As is apparent from this discussion, there is much conflicting evidence in this case, particularly in the testimony given by the expert witnesses. Also, the trial court viewed the premises in question.
This is an appeal in equity in which we review the record de novo. A de novo review requires us to reach an independent conclusion as to what findings of fact are required under the pleadings and all the evidence without reference to those reached in the District Court, except, however, that where the credibility of evidence is in conflict, we must give weight to the fact that the trial court saw the witnesses and observed their demeanor while testifying. Anderson v. Clemens Mobile Homes, ante p. 283, 333 N.W.2d 900 (1983); Neb.Rev.Stat. § 25-1925 (Reissue 1979).
"`It is the duty of this court, on review of the findings made by a trial court when it has made an inspection of the premises and has given consideration to the competent and relevant facts revealed thereby, to give weight thereto.'" Sullivan v. Hoffman, 207 Neb. 166, 171, 296 N.W.2d 707, 711 (1980).
Plaintiffs' evidence shows only that their land is wet and therefore less productive, and that some structural modifications in the Nine Mile Drain have occurred. Their expert gave an opinion based on general information that this damage was caused by the water in the Nine Mile Drain. This opinion was directly contradicted by the testimony of defendants' expert.
Other than the testimony of this expert, there is no evidence tending to show a causal link between the water level in Nine Mile Drain and any damage to plaintiffs. In fact, there is evidence in the record tending to show that these lands are not suited for agricultural purposes and the fact that they are not so suited has nothing to do with Nine Mile Drain. The trial court viewed the premises, heard the witnesses, and found the evidence to be insufficient to support plaintiffs' case.
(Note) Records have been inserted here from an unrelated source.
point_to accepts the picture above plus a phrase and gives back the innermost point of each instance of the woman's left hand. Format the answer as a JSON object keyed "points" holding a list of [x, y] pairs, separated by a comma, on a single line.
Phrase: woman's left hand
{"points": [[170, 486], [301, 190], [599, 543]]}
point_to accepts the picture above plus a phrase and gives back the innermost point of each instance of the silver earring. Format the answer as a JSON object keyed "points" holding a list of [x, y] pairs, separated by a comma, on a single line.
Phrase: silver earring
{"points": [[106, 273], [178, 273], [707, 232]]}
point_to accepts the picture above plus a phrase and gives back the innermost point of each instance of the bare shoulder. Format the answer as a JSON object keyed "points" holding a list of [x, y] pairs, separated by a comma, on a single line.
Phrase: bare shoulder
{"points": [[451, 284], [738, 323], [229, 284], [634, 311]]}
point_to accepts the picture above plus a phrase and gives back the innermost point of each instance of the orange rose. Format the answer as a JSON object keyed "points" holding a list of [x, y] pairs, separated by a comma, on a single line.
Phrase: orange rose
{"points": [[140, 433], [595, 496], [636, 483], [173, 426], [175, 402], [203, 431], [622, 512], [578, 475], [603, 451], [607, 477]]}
In this case the plaintiffs had the burden of proof. In order to receive the relief they desired, the plaintiffs had to prove, among other things, that it was the acts of the defendants in their maintenance and operation of this drain and diversion structure that caused plaintiffs' injury. We find the testimony of plaintiffs' expert witness inconclusive on the point of causation. As such, plaintiffs have failed in their burden of proof to show defendants caused their injury, and they are therefore entitled to no relief.
After a full review of the record, we find the decision of the District Court to be correct and should therefore be affirmed.